TAT-C will address the strong and growing interest in implementing future NASA Earth Science missions as Distributed Spacecraft Missions (DSMs), particularly with SmallSats. The goal is to provide the Earth Science community with a powerful tool to quickly design novel DSMs or augment existing missions to optimize their science return. The software facilitates DSM Pre-Phase A investigations and optimizes DSM designs with respect to a-priori science goals.

TAT-C’s modular architecture includes a knowledge base, a cost and risk module, an orbit and coverage module and a carefully designed trade-space search iterator and user interface. TAT-C enables users to quickly assess, visualize and validate a very large number or potential architectures in response to input and output science requirements.

How do I access the software?

The first version of the TAT-C software is now available for government release and can be obtained on the NASA Software Catalog website. Instructions follow:

1. Visit: and search for “Trade-space Analysis Tool for designing Constellations” or “TAT-C”.
2. Click the “Download Now” button. This will take you to the online software usage agreement (SUA) that will need to be filled out. Even government purpose software is distributed using the SUA process.
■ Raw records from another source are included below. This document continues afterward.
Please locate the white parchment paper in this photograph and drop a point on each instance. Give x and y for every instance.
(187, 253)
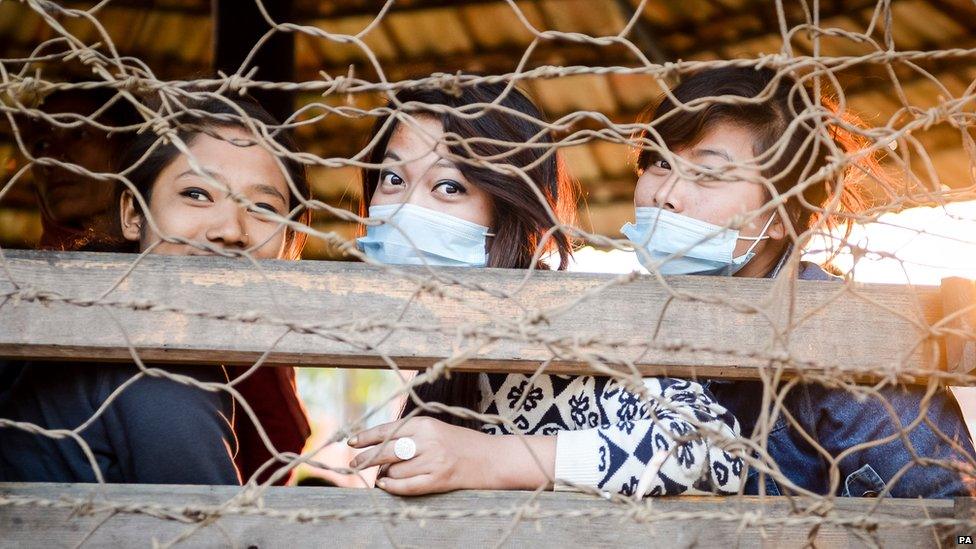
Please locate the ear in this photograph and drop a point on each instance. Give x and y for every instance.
(130, 216)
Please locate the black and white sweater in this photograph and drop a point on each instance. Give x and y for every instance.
(609, 438)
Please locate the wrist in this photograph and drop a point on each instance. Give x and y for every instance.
(521, 462)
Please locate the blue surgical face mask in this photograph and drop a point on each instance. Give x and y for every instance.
(418, 236)
(699, 247)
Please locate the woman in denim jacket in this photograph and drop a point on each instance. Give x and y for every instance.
(767, 169)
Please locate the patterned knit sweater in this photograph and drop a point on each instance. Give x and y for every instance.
(608, 438)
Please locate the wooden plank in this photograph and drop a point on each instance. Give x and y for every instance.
(217, 310)
(67, 515)
(958, 300)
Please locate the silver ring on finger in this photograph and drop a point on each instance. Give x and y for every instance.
(405, 448)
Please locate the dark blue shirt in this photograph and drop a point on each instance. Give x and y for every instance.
(155, 430)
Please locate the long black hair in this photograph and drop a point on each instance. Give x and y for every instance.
(521, 220)
(798, 154)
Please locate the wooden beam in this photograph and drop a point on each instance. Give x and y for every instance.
(70, 515)
(199, 310)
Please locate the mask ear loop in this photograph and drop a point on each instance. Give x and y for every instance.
(762, 235)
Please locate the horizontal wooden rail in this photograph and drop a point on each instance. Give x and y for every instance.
(67, 515)
(206, 310)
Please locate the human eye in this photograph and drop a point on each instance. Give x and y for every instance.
(391, 179)
(196, 194)
(264, 207)
(449, 187)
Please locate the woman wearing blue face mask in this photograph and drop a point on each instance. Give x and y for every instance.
(584, 430)
(689, 223)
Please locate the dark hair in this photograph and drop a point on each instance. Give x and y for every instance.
(520, 220)
(800, 154)
(111, 110)
(204, 116)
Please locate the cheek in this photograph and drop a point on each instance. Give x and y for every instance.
(647, 186)
(174, 219)
(270, 234)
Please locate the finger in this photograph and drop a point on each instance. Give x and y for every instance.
(413, 486)
(381, 454)
(406, 469)
(376, 435)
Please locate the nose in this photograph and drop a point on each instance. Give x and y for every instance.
(668, 195)
(228, 226)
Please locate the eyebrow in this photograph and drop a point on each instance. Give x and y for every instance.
(268, 189)
(443, 162)
(206, 171)
(698, 153)
(262, 188)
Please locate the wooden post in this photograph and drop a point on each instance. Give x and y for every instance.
(238, 25)
(959, 298)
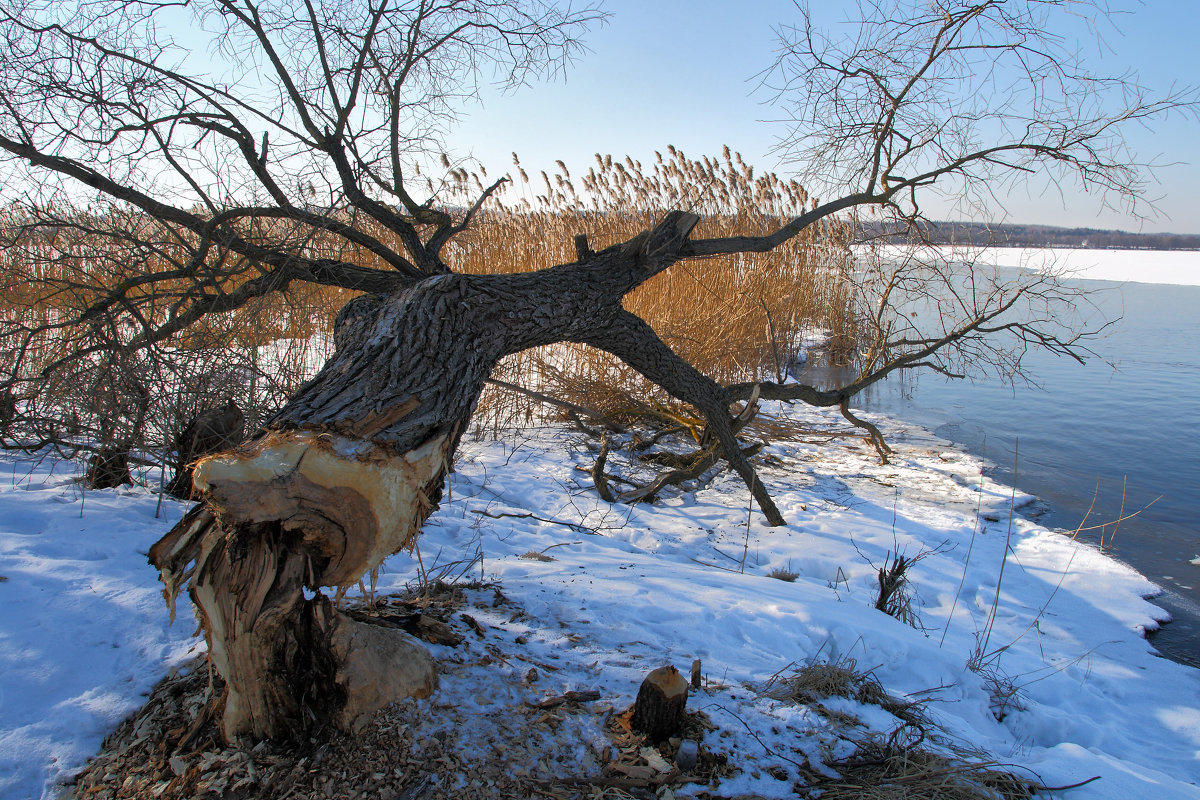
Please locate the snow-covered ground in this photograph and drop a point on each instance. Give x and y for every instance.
(84, 631)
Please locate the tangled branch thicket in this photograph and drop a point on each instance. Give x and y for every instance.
(79, 376)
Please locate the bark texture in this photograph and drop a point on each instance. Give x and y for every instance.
(349, 469)
(660, 705)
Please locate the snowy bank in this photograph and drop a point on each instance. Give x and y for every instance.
(1065, 685)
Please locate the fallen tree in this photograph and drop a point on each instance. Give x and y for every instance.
(348, 470)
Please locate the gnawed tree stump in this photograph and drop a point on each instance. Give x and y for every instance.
(660, 705)
(348, 470)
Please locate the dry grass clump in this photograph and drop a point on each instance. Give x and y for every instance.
(819, 680)
(735, 318)
(894, 767)
(784, 573)
(887, 771)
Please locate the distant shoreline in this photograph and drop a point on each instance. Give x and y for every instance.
(982, 234)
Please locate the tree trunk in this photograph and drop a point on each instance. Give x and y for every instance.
(348, 470)
(660, 705)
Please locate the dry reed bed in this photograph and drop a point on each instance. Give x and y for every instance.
(735, 318)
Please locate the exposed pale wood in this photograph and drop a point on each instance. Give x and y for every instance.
(660, 705)
(349, 469)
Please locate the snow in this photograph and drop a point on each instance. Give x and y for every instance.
(84, 630)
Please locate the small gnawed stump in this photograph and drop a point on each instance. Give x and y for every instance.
(660, 704)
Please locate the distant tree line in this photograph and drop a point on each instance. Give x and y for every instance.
(1021, 235)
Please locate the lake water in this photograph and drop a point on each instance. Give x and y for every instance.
(1121, 437)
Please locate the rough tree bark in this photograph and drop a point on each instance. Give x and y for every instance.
(348, 470)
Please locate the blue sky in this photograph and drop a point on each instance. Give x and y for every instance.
(683, 72)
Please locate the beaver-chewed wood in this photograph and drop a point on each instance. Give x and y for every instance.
(660, 705)
(346, 474)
Why design a constellation?

Technology advances are creating opportunities to make new measurements and to continue others within an optimized architecture. SmallSats equipped with science-quality instruments and machine learning techniques can handle large volumes of data.

One of the factors driving autonomous systems management development is the realization that dynamic observations are based on transient events. These can also be observed with sensor webs that produce data integrated from multiple vantage points, models and in-situ instruments to influence which observations to make and when to make them.

The recently defined “New Observing Strategies (NOS)” concept enables users to generalize the idea of Sensor Webs while taking advantage of recent technology advances such as instrument and spacecraft miniaturization, onboard processing capabilities and advanced AI techniques onboard and on the ground. Each node of these new Intelligent Sensor Webs could be an individual sensor, a web of sensors or a constellation mission. In the future, NOS will help provide new observations and a unified picture of Earth’s physical processes and natural phenomena. In this context, the optimal design of constellations responding to specific science goals has become very important.

Future versions of TAT-C will include new mission configurations, such as bi-static radars and occultation missions, and will support additional trades on instruments, spacecraft sizes, launch and onboard processing hardware and computations choices. It will also extend cost and risk analyses to consider requirements for ground operations and mission re-planning.

TAT-C is funded under the Advanced Information Systems Technology program, which is part of NASA’s Earth Science Technology Office.